Meanwhile, the police are busy with the case of the murdered men, one identified as a prominent businessman, the other as a petty criminal; what can the connection be? Halliday astutely recognizes that the more bizarre your crime, the better it is to balance this with an investigation rooted in everyday reality. These days it has become normal for this to be led by a woman, and DI Monica Kennedy fits the bill nicely. She’s in early middle-age, a single woman with a young daughter and an elderly mother to take some of the burden of childcare. Even so, Monica has to juggle police work with her duty as a mother, and sometimes to interrupt her investigation to collect her daughter from nursery school. There is, however, a dark shadow hanging over her: the memory of her domineering late father, a prison officer, not innocent of criminality himself.

Some of the plot turns on the consequences of the construction of great hydro-electric schemes in the years after the war, the disruption caused both to local people living then in apparently settled communities and to the natural landscape (very well described).This disruption led to the isolation of one family in particular and to widespread if intermittent criminality and violence.

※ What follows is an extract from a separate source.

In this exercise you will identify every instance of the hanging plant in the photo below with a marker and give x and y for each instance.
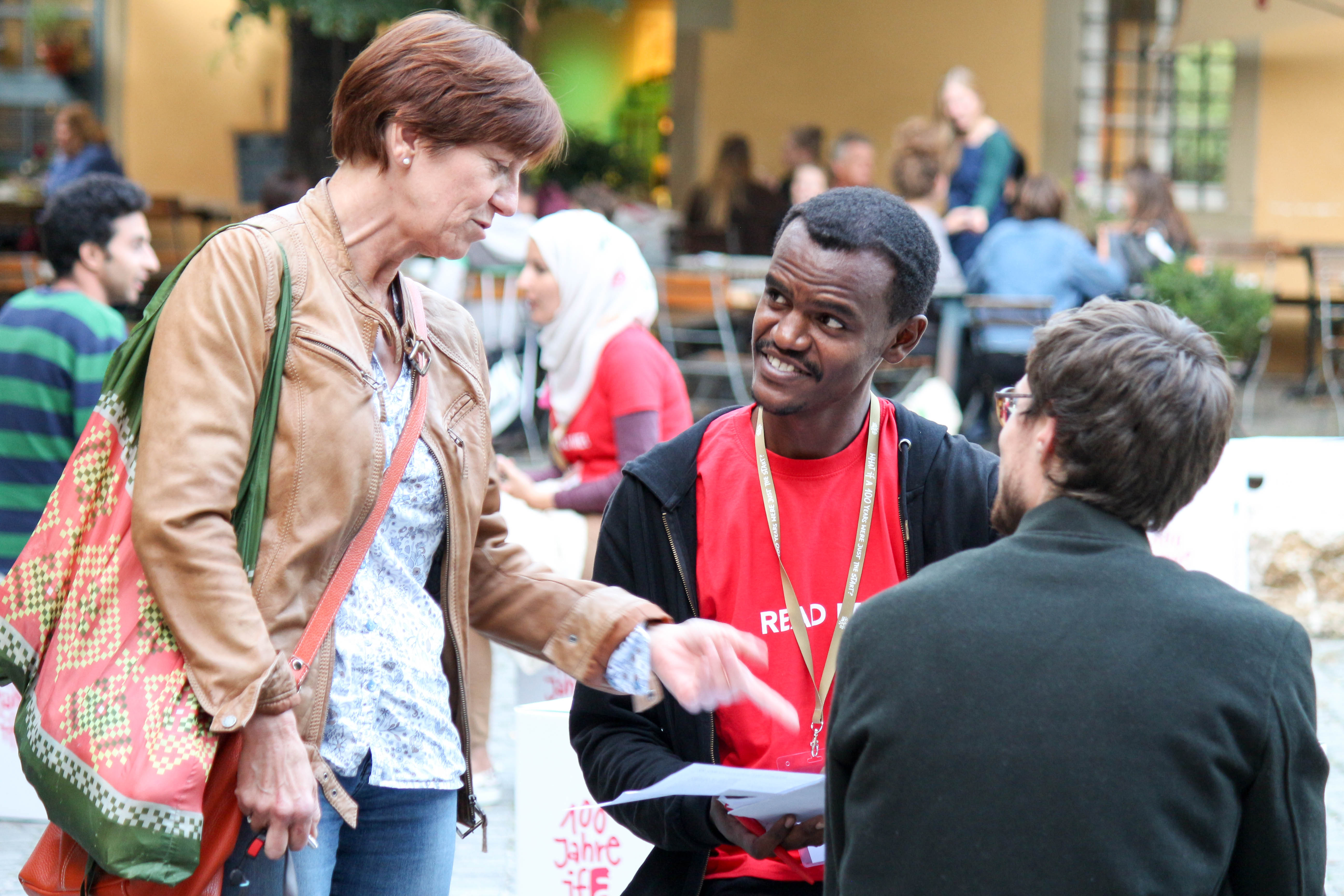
(61, 42)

There is always a problem when a novelist pursues two distinct lines.Here we have Monica’s investigation which involves an examination of the dead businessman’s family history and affairs on the one hand, and Annabelle’s experience of imprisonment on the other. Indeed, there are always two problems with such split narratives. First, they may not be of equal interest to readers. Second, can they be brought convincingly together? Halliday solves the second of these problems better than the first. The difficulty with the first is that the conditions of Annabelle’s imprisonment and the treatment she suffers are highly improbable, demanding more than the usual willing suspension of disbelief. That said, the two strands are eventually brought persuasively together, and Halliday adroitly manages the tension inherent in his ambitious plot.

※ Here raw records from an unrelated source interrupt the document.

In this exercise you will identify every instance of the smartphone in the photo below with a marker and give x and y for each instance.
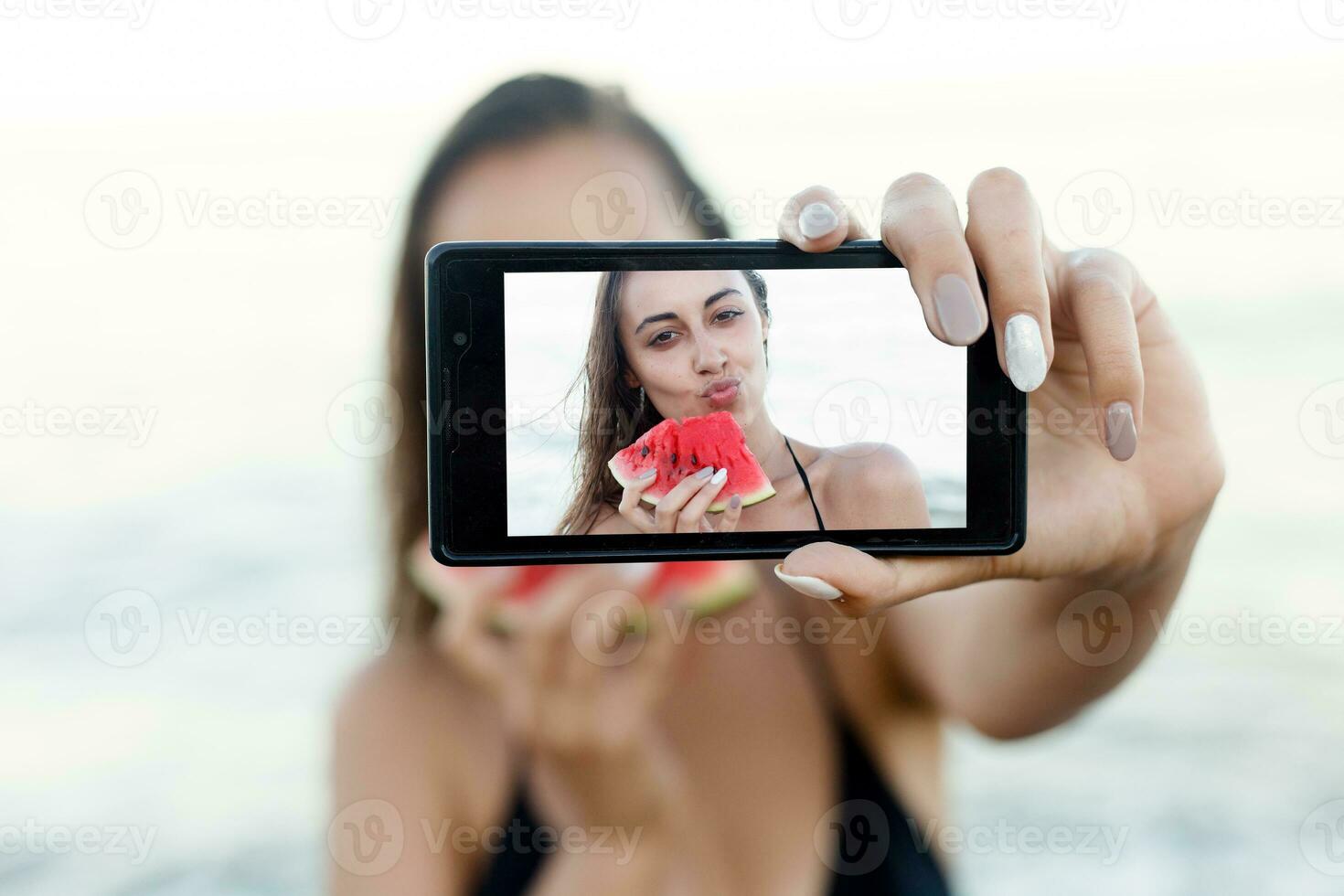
(558, 374)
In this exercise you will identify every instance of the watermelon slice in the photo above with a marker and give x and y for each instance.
(703, 586)
(677, 450)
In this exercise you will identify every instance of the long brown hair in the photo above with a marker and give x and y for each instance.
(517, 112)
(613, 412)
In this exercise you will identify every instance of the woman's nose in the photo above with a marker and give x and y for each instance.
(709, 355)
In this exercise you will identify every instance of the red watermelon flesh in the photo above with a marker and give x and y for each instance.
(703, 586)
(679, 450)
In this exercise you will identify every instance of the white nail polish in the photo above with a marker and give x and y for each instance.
(1026, 352)
(808, 584)
(817, 219)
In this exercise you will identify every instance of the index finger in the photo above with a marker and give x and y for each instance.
(817, 220)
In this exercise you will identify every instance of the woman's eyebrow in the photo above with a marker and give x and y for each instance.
(671, 316)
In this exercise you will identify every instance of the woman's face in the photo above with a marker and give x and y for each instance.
(695, 341)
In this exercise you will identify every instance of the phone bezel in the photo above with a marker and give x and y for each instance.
(464, 293)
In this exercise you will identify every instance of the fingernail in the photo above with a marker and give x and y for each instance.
(1121, 435)
(634, 574)
(957, 309)
(808, 584)
(1024, 351)
(817, 219)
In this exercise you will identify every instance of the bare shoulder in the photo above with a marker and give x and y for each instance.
(411, 730)
(874, 485)
(609, 521)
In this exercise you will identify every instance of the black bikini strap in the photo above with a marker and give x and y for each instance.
(806, 485)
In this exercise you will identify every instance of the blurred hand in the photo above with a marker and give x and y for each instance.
(684, 508)
(1125, 481)
(578, 687)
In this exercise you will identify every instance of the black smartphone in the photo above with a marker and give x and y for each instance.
(565, 379)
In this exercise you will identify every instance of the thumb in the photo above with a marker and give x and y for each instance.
(859, 583)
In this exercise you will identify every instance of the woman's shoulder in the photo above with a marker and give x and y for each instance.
(869, 477)
(413, 709)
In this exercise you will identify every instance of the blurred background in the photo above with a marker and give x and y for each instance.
(200, 211)
(852, 364)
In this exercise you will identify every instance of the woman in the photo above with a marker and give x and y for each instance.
(766, 764)
(686, 343)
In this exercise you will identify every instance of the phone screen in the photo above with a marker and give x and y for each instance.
(831, 377)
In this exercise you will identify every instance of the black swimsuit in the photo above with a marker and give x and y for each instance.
(803, 475)
(874, 841)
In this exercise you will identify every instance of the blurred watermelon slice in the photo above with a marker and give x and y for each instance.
(705, 587)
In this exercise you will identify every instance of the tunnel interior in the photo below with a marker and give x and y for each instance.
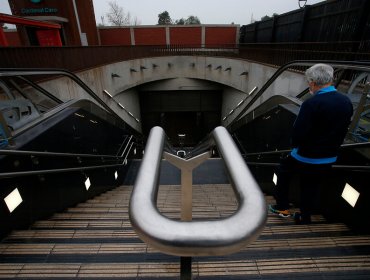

There are also nice touches of the macabre. The mysterious and criminal “Affric men” may strain the reader’s credulity, but their part in the story is handled with such assurance that they are acceptable. Their role presents the reader with a more sinister view of the Highlands than that offered by the Scottish Tourist Board.

This is only GR Halliday’s second novel. His first – Dark Shadows – was shortlisted for the McIlvanney Debut Prize last year. He has now soared over the notorious second novel hurdle. DI Monica Kennedy is the sort of character who can carry a series. So Inverness may be the next Crime Capital of Scotland.